Current: Bytes still allocated at measurement time
Peak: Highest simultaneous live allocation during the entire run
Total allocs: Number of individual allocation calls
Total bytes: Cumulative bytes allocated (includes freed memory) — measures allocation pressure

Disk

File sizes after the benchmark completes:

DB file: The .db file
WAL file: The .db-wal file (WAL mode only)
Log file: The .db-log file (MVCC logical log only)

Analyzing dhat Output

After running a benchmark, use the analysis script to produce a readable report from dhat-heap.json:

# Overview: top allocation sites by bytes live at global peak
python3 perf/memory/analyze-dhat.py dhat-heap.json --top 15 --modules

# Focus on a specific subsystem
python3 perf/memory/analyze-dhat.py dhat-heap.json --filter mvcc --stacks
python3 perf/memory/analyze-dhat.py dhat-heap.json --filter btree --stacks
python3 perf/memory/analyze-dhat.py dhat-heap.json --filter page_cache --stacks

# Sort by different metrics
python3 perf/memory/analyze-dhat.py dhat-heap.json --sort-by eb  # bytes at exit (leaks)
python3 perf/memory/analyze-dhat.py dhat-heap.json --sort-by tb  # total bytes (pressure)
python3 perf/memory/analyze-dhat.py dhat-heap.json --sort-by mb  # max live bytes per site

# JSON output for programmatic use
python3 perf/memory/analyze-dhat.py dhat-heap.json --json

Sort Metrics

Flag	Metric	Use when
`gb`	Bytes live at global peak (default)	Finding what dominates memory at the high-water mark
`eb`	Bytes live at exit	Finding memory leaks or things that never get freed
`tb`	Total bytes allocated	Finding allocation pressure hotspots (GC churn)
`mb`	Max bytes live per site	Finding per-site high-water marks
`tbk`	Total allocation count	Finding chatty allocators (many small allocs)

Analysis Flags

--top N — Show top N sites (default 15)
--filter PATTERN — Filter to sites/stacks containing substring (e.g. mvcc, btree, wal, pager)
--stacks — Show full callstacks for top allocation sites
--modules — Aggregate by crate/module for a high-level breakdown
--json — Machine-readable aggregated output

Typical Workflow

When investigating memory usage or a suspected regression:

Run the benchmark with parameters matching the scenario:

cargo run -p memory-benchmark -- --mode mvcc --workload mixed -i 500 -b 100 --connections 4

Get the high-level picture — which modules use the most memory:

python3 perf/memory/analyze-dhat.py dhat-heap.json --modules --top 20

Drill into the hot module — e.g. if turso_core dominates:

python3 perf/memory/analyze-dhat.py dhat-heap.json --filter turso_core --stacks --top 10

Check for leaks — anything still alive at exit that shouldn't be:

python3 perf/memory/analyze-dhat.py dhat-heap.json --sort-by eb --top 10

Compare modes — run the same workload under WAL and MVCC and compare the reports to see the memory cost of MVCC versioning.

Concurrency Details

When --connections > 1:

Setup phase (schema creation, seeding) always runs on a single connection sequentially
Run phase spawns one tokio task per connection, each executing its batch concurrently
--checkpoint adds a final single-connection PRAGMA wal_checkpoint(TRUNCATE) phase after the run phase
Each connection gets busy_timeout set (default 30s, configurable via --timeout)
WAL mode uses BEGIN, MVCC uses BEGIN CONCURRENT
The Profile trait's next_batch(connections) returns one batch per connection with non-overlapping row IDs

CodSpeed Allocation Tracking in CI

.github/workflows/codspeed-memory.yml runs every workload profile under both journal modes with CodSpeed's memory instrument (eBPF-based malloc tracking: peak memory, total allocated, allocation count) so allocation regressions show up on PRs.

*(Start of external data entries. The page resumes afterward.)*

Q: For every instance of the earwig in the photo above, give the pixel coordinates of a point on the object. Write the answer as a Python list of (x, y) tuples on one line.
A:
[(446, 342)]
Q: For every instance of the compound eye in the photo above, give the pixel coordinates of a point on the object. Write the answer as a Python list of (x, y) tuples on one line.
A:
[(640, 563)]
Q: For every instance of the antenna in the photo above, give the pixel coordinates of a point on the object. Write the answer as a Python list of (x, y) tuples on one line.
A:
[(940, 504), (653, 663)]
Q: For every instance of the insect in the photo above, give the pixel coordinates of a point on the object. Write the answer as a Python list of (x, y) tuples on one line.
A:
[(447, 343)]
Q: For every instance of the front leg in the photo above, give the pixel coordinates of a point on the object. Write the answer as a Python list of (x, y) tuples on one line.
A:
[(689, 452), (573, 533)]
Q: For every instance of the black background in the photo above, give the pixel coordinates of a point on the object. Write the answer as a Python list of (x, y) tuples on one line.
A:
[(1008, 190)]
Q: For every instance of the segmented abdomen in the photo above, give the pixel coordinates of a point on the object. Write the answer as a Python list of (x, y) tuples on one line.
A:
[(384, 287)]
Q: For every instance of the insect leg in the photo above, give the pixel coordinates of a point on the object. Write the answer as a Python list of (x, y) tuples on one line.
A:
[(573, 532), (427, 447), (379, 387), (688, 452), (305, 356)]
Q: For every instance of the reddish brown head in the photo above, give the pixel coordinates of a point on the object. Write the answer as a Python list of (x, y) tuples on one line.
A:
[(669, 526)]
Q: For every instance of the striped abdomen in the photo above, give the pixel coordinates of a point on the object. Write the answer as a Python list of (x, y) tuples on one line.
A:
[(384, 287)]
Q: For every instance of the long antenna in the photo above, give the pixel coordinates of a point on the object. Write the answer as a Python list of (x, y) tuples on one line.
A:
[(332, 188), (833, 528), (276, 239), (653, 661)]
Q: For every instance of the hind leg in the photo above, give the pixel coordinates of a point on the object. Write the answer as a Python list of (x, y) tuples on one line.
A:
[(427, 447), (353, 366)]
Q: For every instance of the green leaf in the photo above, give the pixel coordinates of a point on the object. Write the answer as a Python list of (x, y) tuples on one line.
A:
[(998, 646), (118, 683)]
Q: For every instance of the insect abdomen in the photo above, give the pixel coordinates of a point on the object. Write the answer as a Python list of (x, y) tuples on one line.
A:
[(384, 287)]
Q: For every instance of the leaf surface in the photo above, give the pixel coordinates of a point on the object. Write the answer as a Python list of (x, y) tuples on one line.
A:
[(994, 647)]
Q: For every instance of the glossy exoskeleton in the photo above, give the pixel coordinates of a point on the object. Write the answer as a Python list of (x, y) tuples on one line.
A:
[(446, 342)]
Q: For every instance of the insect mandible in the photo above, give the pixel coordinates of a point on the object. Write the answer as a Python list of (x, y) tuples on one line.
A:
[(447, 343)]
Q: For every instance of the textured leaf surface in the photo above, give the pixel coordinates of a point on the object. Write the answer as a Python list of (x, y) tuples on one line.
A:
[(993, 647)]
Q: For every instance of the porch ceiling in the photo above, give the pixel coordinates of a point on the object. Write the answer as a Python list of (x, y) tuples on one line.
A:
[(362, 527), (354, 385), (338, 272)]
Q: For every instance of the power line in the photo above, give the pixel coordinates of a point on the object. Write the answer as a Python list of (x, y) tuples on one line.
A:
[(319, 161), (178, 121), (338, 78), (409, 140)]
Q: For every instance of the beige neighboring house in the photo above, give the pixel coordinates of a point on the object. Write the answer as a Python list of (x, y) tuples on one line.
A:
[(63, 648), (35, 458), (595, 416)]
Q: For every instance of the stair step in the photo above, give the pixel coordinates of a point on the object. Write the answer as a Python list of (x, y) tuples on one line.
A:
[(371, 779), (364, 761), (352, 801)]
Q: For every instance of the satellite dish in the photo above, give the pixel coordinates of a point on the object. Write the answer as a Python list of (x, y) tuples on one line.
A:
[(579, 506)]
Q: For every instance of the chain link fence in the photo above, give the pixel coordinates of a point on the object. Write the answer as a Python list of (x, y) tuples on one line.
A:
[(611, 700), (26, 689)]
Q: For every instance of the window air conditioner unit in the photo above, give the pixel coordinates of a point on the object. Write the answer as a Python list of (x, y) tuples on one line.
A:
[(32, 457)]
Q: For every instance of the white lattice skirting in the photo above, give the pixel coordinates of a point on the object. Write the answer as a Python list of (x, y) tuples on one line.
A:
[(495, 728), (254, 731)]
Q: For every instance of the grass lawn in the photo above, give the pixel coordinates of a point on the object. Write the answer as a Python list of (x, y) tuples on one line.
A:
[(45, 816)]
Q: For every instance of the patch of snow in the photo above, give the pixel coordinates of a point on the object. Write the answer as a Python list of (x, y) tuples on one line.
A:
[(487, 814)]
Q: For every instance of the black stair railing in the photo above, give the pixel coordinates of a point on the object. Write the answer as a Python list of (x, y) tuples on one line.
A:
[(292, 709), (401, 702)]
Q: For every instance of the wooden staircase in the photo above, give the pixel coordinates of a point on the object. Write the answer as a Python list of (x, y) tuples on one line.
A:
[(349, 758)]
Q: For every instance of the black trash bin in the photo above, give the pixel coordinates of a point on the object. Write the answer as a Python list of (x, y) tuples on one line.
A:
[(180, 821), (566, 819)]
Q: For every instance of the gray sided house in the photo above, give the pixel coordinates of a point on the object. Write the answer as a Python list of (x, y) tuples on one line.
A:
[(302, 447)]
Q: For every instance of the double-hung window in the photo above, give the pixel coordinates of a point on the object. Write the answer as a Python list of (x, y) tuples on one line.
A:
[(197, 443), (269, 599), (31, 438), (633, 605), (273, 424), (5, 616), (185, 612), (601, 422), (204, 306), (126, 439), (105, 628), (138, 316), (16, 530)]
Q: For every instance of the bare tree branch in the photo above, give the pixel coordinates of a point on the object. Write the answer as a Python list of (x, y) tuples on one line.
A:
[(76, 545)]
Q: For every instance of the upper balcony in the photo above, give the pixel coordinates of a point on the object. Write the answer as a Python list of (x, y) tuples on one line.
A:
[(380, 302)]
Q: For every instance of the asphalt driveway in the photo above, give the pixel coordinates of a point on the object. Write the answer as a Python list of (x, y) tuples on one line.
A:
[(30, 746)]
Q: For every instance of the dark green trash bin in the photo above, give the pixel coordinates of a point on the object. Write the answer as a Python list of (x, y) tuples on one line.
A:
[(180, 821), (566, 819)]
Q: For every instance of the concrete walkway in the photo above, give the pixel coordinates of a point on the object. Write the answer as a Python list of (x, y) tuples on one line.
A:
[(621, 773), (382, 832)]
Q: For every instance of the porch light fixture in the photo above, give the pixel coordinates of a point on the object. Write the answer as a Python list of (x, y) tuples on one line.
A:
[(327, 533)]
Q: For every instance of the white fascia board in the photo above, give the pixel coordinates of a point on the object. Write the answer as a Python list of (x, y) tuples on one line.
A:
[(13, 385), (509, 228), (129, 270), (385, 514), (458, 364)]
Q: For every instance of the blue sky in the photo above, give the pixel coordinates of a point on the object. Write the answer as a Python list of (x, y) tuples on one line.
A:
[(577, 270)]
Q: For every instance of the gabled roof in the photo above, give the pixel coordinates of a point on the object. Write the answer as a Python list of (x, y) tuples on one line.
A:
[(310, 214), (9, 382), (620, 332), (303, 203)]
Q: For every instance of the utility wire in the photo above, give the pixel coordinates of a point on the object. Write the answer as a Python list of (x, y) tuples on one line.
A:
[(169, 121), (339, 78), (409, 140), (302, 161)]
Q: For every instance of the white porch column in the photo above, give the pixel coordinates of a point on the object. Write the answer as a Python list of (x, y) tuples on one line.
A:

The bench harness is the separate crate perf/memory/codspeed/ (criterion benchmarks named <mode>/<workload>/<total-ops>, e.g. mvcc/insert-heavy/2000, with much smaller iteration counts than the CLI defaults). Each (mode, workload) pair runs at 1x/2x/4x scale — same batch size, more iterations — so comparing the sizes shows how memory grows with workload volume, plus an 8x <ops>-checkpoint variant that guarantees checkpointing is part of the measurement: it lowers mvcc_checkpoint_threshold to 16 KiB so MVCC auto-checkpoints fire mid-run (WAL's 1000-frame threshold is hardcoded in core/storage/wal.rs) and ends with an explicit PRAGMA wal_checkpoint(TRUNCATE). The workflow builds the bench binary once, then fans out one CI job per workload profile, each filtering benchmarks by name — the sharding pattern from CodSpeed's sharded-benchmarks docs.

The bench crate must stay free of [[bin]] targets: cargo builds a package's bins (panic=abort under the release profile) alongside its benches (panic=unwind), and the duplicated turso_sdk_kit cdylib/staticlib units then collide on unhashed output filenames and break the build. That is why the bench does not live in perf/memory itself.

Run locally:

# Quick correctness pass (runs each benchmark once)
cargo bench -p memory-benchmark-codspeed --bench memory_profiles -- --test

# What CI runs (requires cargo-codspeed; uninstrumented outside the CodSpeed runner)
cargo codspeed build -m memory -p memory-benchmark-codspeed --features codspeed
cargo codspeed run -m memory -p memory-benchmark-codspeed --bench memory_profiles "insert-heavy"

Do NOT run plain cargo bench -p memory-benchmark-codspeed without -- --test unless you want full criterion sampling — each sample executes an entire workload.

Adding a New Profile

Create perf/memory/src/profile/your_profile.rs implementing the Profile trait
Add pub mod your_profile; to perf/memory/src/profile/mod.rs
Add a variant to WorkloadProfile enum in src/workload.rs
Wire it into create_profile() in src/workload.rs
Add it to WORKLOADS (and base_workload_size) in perf/memory/codspeed/benches/memory_profiles.rs and to the workload matrix in .github/workflows/codspeed-memory.yml so CI tracks it

The Profile trait:

pub trait Profile {
    fn name(&self) -> &str;
    fn next_batch(&mut self, connections: usize) -> (Phase, Vec<Vec<WorkItem>>);
}

Return Phase::Setup for schema/seeding (single batch), Phase::Run for measured work (one batch per connection), Phase::Done when finished.

Keeping This Skill Up to Date

This skill document is the source of truth for how agents use the memory benchmark tooling. If you modify the perf/memory crate — adding profiles, changing CLI flags, altering output format, updating the analysis script, changing the Profile trait, etc. — update this SKILL.md to match. Specifically:

New CLI flags: add to the "Running Benchmarks" section
New profiles: add to the "Built-in Workload Profiles" table
Changed output metrics: update the "Understanding the Output" section
New analyze-dhat.py flags or sort metrics: update the "Analyzing dhat Output" section
Changed Profile trait signature: update "Adding a New Profile"

Future agents rely on this document being accurate. Stale instructions cause wasted work.